勘三郎さんがタクシーの中で私の足元に潜り込み太ももを…
1970~90年代、私は毎晩200万円はくだらない売り上げをあげる銀座のホステスでした。平成生まれにはわからない贅沢な生活がありました。そして、私自身も「銀座の女」という贅沢品の一部として、たくさんの男性から貢がれ、愛を注がれ、磨かれてゆきました。そんな時代も今は昔、中村勘三郎さん、西城秀樹さんなど当時お世話になった芸能人の方々が亡くなるたびに、もう私もそんな年になったのだなと思います。そんな私の恋の昔語りをさせていただきたいと思います。
亡くなったとき、あれだけ浮名を流しても誰一人文句を言わないばかりか、歴代の彼女たちが勢ぞろいしたというのは中村勘三郎さん。私もつかず離れず「大人の関係」で長くお世話になりました。勘三郎さんと初めてお会いしたのは私が27、28歳。作詞家の山口洋子さんの経営する銀座の「姫」にいたころ。確か、出会ったころはまだ独身で、太地喜和子さんと破局した後だったと思います。お店に来た時にチケットをいただいたので、和服を着て歌舞伎を見に行き、楽屋に挨拶に行ったのがおつきあいの始まりでした。

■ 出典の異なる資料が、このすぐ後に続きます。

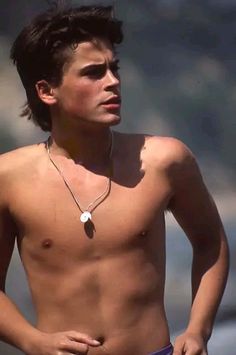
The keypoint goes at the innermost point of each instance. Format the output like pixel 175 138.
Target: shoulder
pixel 169 152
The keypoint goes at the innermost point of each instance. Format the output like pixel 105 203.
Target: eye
pixel 95 73
pixel 115 68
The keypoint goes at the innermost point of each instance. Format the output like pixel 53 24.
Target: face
pixel 90 88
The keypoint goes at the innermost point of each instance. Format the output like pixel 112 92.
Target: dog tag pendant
pixel 86 215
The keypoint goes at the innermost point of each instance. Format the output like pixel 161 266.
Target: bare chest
pixel 48 218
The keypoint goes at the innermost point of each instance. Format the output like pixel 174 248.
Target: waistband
pixel 168 350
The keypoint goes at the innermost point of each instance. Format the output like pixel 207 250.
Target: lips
pixel 114 100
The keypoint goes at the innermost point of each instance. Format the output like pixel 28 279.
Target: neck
pixel 86 147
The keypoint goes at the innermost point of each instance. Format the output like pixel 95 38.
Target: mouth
pixel 112 103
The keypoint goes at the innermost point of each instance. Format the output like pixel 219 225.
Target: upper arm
pixel 192 204
pixel 7 236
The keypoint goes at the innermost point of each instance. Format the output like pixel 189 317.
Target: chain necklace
pixel 86 213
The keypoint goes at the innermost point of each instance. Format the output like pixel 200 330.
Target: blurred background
pixel 178 64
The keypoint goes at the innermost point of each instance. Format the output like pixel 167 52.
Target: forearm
pixel 209 275
pixel 14 328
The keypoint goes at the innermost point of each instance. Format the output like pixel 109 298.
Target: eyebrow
pixel 98 65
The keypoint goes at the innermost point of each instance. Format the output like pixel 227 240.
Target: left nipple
pixel 47 243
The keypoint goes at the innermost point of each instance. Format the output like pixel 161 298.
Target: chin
pixel 111 120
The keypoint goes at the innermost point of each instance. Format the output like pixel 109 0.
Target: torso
pixel 107 282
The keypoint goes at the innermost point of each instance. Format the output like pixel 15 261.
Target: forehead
pixel 93 52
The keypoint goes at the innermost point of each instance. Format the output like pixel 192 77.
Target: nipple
pixel 144 233
pixel 47 243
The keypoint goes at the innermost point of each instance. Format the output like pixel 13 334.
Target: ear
pixel 45 92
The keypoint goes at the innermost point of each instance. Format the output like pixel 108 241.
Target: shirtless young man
pixel 98 286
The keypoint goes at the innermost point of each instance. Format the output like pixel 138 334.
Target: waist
pixel 167 350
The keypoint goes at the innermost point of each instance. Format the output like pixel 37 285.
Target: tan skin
pixel 104 283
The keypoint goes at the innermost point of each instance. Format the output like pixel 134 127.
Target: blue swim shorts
pixel 168 350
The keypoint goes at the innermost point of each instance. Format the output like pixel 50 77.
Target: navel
pixel 46 243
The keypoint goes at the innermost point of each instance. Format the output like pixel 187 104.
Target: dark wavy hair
pixel 44 46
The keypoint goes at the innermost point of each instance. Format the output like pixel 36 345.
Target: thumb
pixel 179 347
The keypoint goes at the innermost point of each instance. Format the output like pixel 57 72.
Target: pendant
pixel 86 215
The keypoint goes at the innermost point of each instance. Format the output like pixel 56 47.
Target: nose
pixel 111 79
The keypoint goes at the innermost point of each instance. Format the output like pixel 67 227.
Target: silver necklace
pixel 86 213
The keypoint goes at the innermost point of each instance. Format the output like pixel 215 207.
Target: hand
pixel 64 343
pixel 190 344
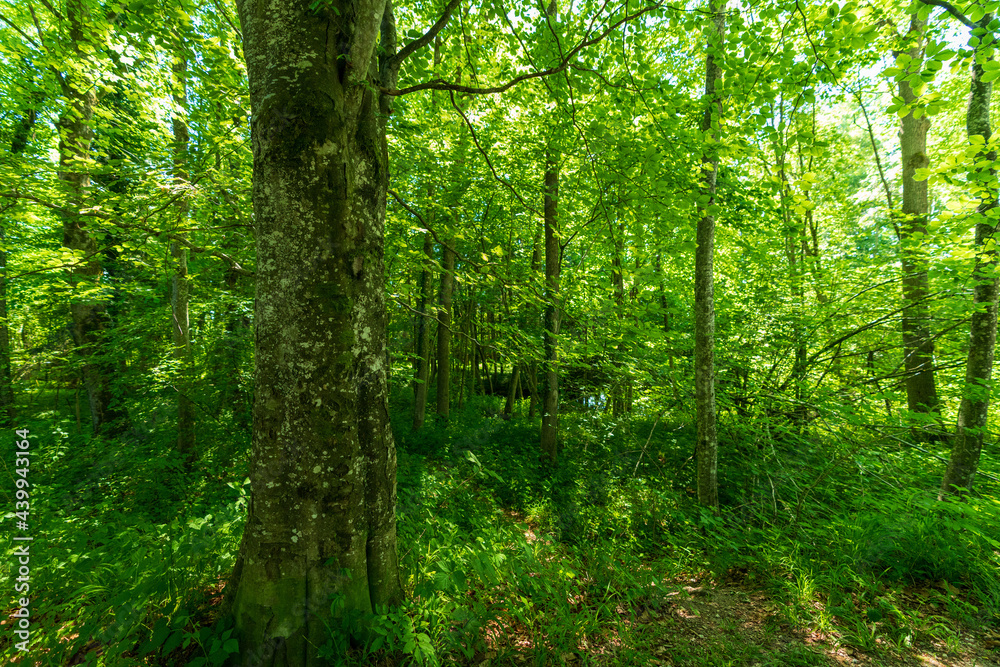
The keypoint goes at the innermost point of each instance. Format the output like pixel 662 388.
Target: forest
pixel 471 332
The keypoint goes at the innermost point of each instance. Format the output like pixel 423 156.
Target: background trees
pixel 519 217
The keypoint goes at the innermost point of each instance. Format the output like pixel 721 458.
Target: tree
pixel 918 345
pixel 89 310
pixel 704 289
pixel 180 283
pixel 553 316
pixel 322 519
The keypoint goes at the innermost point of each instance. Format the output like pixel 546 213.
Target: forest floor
pixel 731 623
pixel 736 622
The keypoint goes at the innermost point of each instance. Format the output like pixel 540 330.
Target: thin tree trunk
pixel 704 289
pixel 974 410
pixel 553 316
pixel 423 338
pixel 515 379
pixel 181 286
pixel 321 522
pixel 90 320
pixel 19 142
pixel 918 344
pixel 444 330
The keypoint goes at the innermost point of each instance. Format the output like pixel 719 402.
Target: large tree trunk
pixel 974 410
pixel 918 345
pixel 423 339
pixel 89 313
pixel 181 285
pixel 321 519
pixel 444 329
pixel 553 317
pixel 704 287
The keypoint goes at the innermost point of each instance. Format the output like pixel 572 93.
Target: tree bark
pixel 321 520
pixel 18 144
pixel 553 316
pixel 89 313
pixel 974 410
pixel 918 345
pixel 423 339
pixel 181 285
pixel 707 447
pixel 444 329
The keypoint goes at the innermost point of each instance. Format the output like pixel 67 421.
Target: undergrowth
pixel 505 559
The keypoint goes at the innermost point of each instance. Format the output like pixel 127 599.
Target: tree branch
pixel 441 84
pixel 489 163
pixel 951 10
pixel 425 39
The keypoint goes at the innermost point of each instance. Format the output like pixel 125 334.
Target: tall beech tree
pixel 973 413
pixel 553 315
pixel 322 514
pixel 707 446
pixel 918 345
pixel 76 133
pixel 180 324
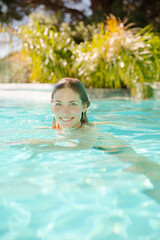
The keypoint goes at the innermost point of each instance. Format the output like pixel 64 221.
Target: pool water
pixel 75 195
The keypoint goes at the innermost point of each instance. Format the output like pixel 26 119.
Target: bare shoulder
pixel 90 128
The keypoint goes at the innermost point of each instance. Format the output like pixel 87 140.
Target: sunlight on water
pixel 85 194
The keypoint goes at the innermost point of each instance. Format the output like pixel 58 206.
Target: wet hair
pixel 78 87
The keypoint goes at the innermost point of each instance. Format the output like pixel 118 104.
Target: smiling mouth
pixel 66 119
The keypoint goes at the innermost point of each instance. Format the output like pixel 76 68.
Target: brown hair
pixel 77 86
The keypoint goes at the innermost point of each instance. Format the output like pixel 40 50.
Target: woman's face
pixel 67 108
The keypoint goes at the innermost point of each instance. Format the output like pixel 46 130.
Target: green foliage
pixel 110 54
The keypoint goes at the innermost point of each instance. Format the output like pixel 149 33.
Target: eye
pixel 58 104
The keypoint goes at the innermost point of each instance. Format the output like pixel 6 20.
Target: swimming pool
pixel 74 195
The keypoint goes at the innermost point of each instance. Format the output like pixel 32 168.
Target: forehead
pixel 66 95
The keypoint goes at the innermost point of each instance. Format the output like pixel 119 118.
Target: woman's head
pixel 69 103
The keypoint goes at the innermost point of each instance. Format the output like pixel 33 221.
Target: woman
pixel 69 105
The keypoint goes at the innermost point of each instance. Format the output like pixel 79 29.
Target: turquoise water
pixel 86 194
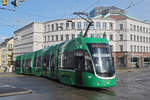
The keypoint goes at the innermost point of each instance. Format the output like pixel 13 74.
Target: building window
pixel 79 25
pixel 144 49
pixel 56 37
pixel 48 26
pixel 135 48
pixel 61 26
pixel 111 26
pixel 121 26
pixel 67 25
pixel 143 39
pixel 147 39
pixel 104 25
pixel 134 37
pixel 144 29
pixel 52 38
pixel 121 47
pixel 73 36
pixel 56 26
pixel 121 36
pixel 111 37
pixel 134 27
pixel 141 49
pixel 48 38
pixel 92 26
pixel 67 36
pixel 138 28
pixel 140 38
pixel 130 26
pixel 131 37
pixel 97 25
pixel 131 48
pixel 85 25
pixel 73 25
pixel 52 27
pixel 111 47
pixel 61 37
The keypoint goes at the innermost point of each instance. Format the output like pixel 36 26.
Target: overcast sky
pixel 46 10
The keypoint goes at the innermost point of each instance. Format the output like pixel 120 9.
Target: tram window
pixel 17 64
pixel 46 61
pixel 53 61
pixel 88 62
pixel 38 61
pixel 77 59
pixel 29 63
pixel 24 63
pixel 34 64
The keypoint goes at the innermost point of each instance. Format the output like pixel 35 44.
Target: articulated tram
pixel 83 61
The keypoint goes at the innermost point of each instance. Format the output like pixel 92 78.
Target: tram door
pixel 79 69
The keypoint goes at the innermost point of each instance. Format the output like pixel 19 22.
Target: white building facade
pixel 129 38
pixel 28 38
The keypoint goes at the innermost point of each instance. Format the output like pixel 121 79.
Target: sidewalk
pixel 6 90
pixel 132 69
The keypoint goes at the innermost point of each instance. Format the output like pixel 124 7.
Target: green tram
pixel 83 61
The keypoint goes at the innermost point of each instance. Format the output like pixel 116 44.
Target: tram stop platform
pixel 6 90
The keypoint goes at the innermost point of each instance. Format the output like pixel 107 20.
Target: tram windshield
pixel 102 58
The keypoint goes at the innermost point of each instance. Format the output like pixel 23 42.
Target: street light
pixel 89 20
pixel 15 3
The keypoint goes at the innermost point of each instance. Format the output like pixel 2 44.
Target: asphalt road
pixel 130 86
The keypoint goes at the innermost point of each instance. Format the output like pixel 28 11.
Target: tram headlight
pixel 98 83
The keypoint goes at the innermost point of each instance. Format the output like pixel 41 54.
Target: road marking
pixel 12 75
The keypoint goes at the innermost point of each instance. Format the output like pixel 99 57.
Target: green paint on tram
pixel 83 61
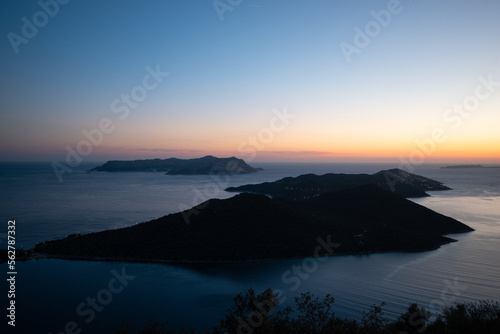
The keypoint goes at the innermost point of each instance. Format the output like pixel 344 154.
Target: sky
pixel 264 80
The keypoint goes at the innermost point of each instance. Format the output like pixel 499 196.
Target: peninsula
pixel 253 227
pixel 173 166
pixel 306 186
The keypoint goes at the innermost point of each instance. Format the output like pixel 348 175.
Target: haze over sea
pixel 49 291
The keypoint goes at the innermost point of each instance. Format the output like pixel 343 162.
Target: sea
pixel 63 296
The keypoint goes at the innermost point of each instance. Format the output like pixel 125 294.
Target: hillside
pixel 173 166
pixel 255 227
pixel 305 186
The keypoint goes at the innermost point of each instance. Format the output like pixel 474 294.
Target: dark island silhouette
pixel 309 185
pixel 173 166
pixel 252 227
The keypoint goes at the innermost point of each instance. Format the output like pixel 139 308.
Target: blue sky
pixel 226 78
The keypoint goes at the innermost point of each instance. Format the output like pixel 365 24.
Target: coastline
pixel 37 256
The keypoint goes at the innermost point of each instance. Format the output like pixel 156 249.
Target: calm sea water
pixel 49 292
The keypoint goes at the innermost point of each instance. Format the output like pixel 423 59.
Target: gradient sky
pixel 227 78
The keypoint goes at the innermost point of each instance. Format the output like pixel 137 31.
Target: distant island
pixel 306 186
pixel 253 227
pixel 173 166
pixel 467 166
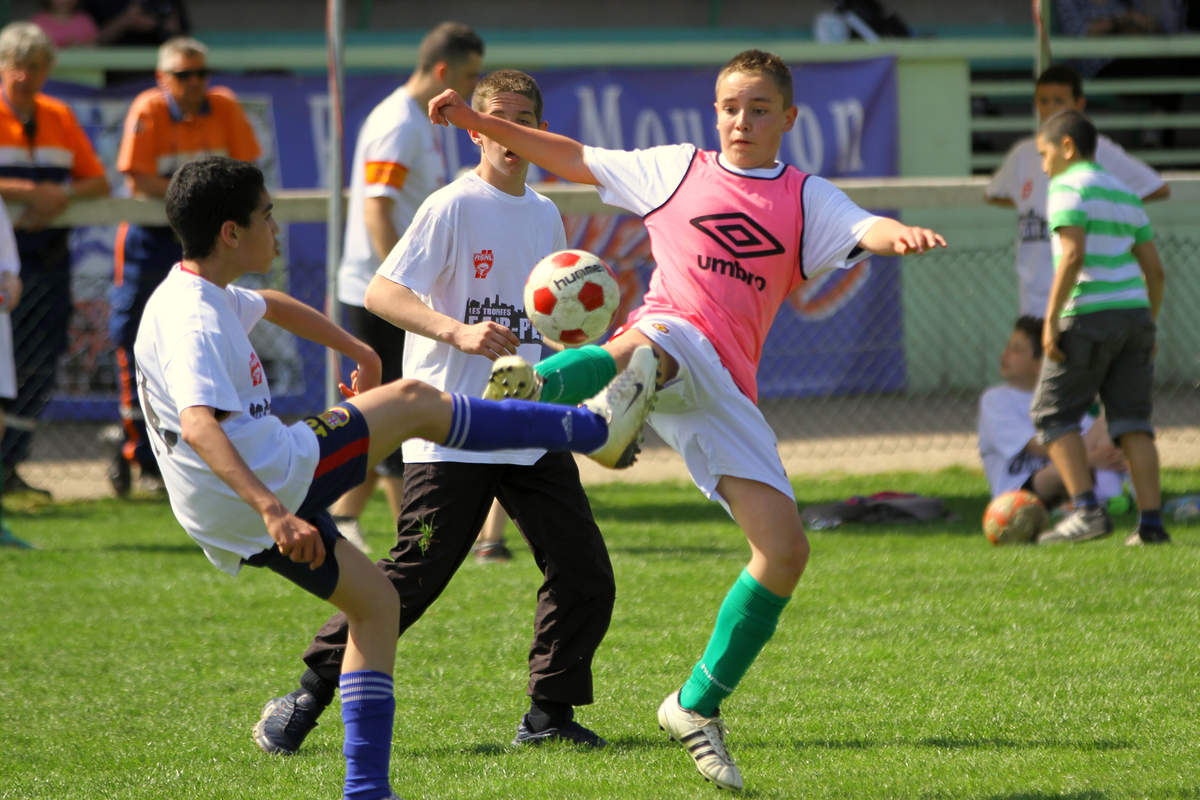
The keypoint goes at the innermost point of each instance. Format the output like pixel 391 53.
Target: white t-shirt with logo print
pixel 1020 179
pixel 1006 428
pixel 467 254
pixel 192 349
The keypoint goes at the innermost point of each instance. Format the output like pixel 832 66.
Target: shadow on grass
pixel 1049 795
pixel 183 547
pixel 659 512
pixel 955 743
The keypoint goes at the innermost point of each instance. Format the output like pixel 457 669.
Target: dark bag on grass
pixel 881 506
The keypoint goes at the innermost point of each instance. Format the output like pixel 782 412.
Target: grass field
pixel 912 662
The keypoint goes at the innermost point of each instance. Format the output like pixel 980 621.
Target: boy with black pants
pixel 455 280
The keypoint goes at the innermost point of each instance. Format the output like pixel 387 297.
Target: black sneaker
pixel 1149 536
pixel 286 721
pixel 571 732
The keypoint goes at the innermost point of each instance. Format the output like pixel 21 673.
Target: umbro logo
pixel 738 234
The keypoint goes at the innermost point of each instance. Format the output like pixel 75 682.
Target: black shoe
pixel 120 476
pixel 1149 536
pixel 286 721
pixel 13 483
pixel 571 732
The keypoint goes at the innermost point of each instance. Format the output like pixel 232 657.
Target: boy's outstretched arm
pixel 295 537
pixel 551 151
pixel 307 323
pixel 891 236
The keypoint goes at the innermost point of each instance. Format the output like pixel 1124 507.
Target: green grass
pixel 915 661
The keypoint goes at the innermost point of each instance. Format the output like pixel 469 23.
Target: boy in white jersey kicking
pixel 1098 334
pixel 732 234
pixel 252 491
pixel 1020 184
pixel 455 281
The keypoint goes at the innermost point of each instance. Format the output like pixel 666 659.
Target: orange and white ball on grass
pixel 1014 517
pixel 570 296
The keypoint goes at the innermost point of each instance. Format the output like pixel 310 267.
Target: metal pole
pixel 335 223
pixel 1042 22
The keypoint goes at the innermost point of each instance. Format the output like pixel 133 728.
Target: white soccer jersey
pixel 1020 179
pixel 397 155
pixel 10 264
pixel 193 349
pixel 467 254
pixel 1005 428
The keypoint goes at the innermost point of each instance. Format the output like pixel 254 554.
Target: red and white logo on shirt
pixel 484 260
pixel 256 370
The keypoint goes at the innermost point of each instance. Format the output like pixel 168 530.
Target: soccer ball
pixel 1014 517
pixel 570 296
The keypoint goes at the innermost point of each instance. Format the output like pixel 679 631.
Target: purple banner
pixel 839 335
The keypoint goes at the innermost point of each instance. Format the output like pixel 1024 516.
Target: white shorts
pixel 705 417
pixel 7 367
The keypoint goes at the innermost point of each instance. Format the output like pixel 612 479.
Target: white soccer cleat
pixel 513 378
pixel 624 404
pixel 705 739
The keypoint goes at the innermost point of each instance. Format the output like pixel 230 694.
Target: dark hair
pixel 1031 326
pixel 1069 122
pixel 514 80
pixel 1060 74
pixel 450 42
pixel 759 62
pixel 207 193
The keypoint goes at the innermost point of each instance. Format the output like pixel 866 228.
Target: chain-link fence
pixel 874 370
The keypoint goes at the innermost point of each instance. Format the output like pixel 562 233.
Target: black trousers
pixel 39 340
pixel 549 505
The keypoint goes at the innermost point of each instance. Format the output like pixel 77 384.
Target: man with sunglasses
pixel 179 120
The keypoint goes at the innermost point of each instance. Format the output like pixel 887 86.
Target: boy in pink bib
pixel 732 233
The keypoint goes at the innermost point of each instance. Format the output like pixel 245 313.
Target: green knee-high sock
pixel 747 620
pixel 575 374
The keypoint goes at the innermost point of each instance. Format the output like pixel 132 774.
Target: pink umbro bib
pixel 727 250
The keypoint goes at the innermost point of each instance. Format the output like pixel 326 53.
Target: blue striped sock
pixel 369 705
pixel 477 423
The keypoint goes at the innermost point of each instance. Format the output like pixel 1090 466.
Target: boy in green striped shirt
pixel 1099 329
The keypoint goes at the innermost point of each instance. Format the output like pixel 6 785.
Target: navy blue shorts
pixel 343 438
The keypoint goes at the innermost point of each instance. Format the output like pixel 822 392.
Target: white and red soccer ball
pixel 570 296
pixel 1014 517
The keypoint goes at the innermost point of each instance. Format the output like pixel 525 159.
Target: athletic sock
pixel 575 374
pixel 747 620
pixel 369 705
pixel 477 423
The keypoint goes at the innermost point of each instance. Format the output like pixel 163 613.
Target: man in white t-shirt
pixel 455 282
pixel 397 163
pixel 251 489
pixel 10 294
pixel 1020 184
pixel 1013 457
pixel 732 235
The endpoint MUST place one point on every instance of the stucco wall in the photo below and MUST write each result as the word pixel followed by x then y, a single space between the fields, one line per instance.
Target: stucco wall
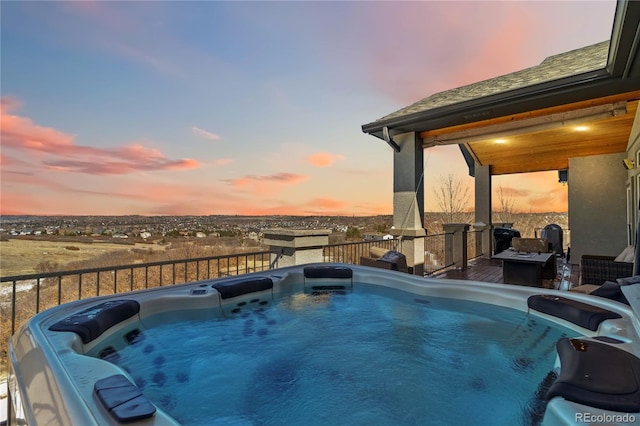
pixel 597 205
pixel 633 182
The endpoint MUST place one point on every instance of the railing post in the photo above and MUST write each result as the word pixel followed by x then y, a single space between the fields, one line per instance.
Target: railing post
pixel 483 239
pixel 458 252
pixel 296 246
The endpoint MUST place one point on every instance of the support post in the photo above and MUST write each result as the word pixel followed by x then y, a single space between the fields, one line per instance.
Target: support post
pixel 408 199
pixel 457 253
pixel 483 207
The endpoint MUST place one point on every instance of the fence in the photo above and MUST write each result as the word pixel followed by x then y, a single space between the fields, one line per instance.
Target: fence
pixel 437 252
pixel 474 244
pixel 25 295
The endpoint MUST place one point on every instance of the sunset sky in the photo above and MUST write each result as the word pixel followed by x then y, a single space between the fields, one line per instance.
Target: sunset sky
pixel 197 108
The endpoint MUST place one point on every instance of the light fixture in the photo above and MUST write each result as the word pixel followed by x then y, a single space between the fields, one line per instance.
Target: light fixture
pixel 628 163
pixel 563 176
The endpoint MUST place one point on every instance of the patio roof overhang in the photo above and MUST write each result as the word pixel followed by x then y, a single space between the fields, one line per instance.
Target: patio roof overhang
pixel 537 127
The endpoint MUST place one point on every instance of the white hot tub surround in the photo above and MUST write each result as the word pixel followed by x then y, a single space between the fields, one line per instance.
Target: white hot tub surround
pixel 57 376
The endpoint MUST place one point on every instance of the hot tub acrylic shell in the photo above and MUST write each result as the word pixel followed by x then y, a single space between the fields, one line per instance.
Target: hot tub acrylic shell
pixel 52 380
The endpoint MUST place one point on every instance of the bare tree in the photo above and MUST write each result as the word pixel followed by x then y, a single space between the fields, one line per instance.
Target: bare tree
pixel 452 196
pixel 507 205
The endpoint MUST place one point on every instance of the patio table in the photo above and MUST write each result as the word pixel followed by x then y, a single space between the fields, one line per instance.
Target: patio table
pixel 524 268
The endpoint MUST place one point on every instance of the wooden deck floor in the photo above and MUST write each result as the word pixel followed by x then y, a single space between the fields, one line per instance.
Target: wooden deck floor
pixel 484 269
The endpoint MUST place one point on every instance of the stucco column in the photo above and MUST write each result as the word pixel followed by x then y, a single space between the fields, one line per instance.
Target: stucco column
pixel 457 254
pixel 483 207
pixel 296 246
pixel 408 199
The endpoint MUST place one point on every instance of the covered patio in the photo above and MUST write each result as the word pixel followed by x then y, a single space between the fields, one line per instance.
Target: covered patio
pixel 575 113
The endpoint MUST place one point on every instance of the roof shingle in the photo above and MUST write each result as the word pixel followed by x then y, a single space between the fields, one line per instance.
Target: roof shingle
pixel 567 64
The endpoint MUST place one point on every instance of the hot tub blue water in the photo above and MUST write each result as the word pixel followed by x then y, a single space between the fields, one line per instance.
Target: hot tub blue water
pixel 352 358
pixel 327 344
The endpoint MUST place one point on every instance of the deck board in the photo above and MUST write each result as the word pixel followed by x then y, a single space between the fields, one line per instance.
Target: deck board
pixel 487 270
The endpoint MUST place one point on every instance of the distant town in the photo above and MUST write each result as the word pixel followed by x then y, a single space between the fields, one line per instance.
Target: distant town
pixel 136 227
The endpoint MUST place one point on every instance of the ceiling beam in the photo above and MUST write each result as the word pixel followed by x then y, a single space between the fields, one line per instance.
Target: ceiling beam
pixel 529 125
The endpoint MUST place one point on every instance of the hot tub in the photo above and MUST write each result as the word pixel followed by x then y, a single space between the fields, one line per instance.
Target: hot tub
pixel 327 344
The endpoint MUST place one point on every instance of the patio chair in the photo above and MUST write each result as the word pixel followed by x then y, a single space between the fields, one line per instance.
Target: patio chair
pixel 597 270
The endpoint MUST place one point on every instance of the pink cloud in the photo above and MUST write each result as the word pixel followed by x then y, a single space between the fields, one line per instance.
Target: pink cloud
pixel 323 159
pixel 222 161
pixel 267 184
pixel 60 153
pixel 204 134
pixel 283 178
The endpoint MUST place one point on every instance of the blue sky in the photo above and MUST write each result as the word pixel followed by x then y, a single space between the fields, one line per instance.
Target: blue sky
pixel 248 107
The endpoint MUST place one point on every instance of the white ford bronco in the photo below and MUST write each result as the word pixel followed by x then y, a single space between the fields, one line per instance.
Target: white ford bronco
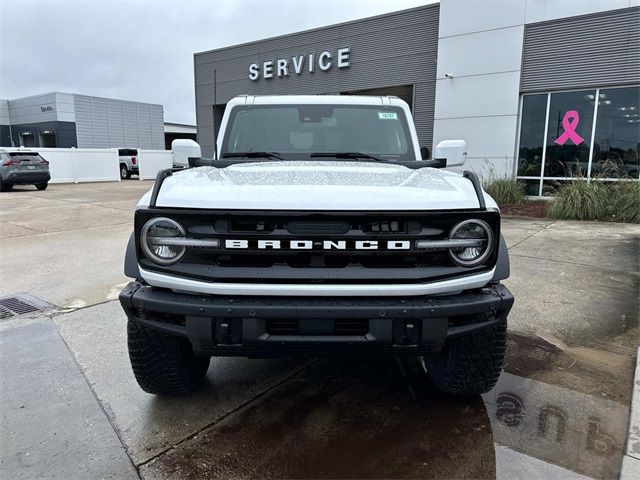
pixel 318 229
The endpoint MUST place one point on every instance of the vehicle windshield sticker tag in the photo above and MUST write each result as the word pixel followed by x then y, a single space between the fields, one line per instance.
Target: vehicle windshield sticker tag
pixel 387 116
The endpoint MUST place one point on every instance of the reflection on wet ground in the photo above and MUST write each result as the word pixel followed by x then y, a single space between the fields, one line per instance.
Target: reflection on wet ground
pixel 557 411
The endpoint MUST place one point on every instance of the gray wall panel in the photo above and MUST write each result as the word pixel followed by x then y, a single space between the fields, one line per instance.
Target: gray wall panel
pixel 587 51
pixel 110 123
pixel 84 121
pixel 389 50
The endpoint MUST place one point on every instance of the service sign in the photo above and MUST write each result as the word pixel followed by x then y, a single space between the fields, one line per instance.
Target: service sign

デートは若手役者を連れだって3、4人で食事をし、帰りのタクシーで後輩を降ろし、私の部屋へ。銀座からは窓ガラスがスモークで見えない白タクを利用したり……。当時私が住んでいたマンションは山口百恵さんも住んでいた高輪のマンションで、週刊誌の記者がよく張り込みをしている建物だったので、マンションの入り口に近づくと座席の下に隠れてマンションの門をくぐるのです。そんな時、勘三郎さんは私の足元に潜り込み、太ももをまさぐり、いたずらっ子のように顔を覗かせるのでした。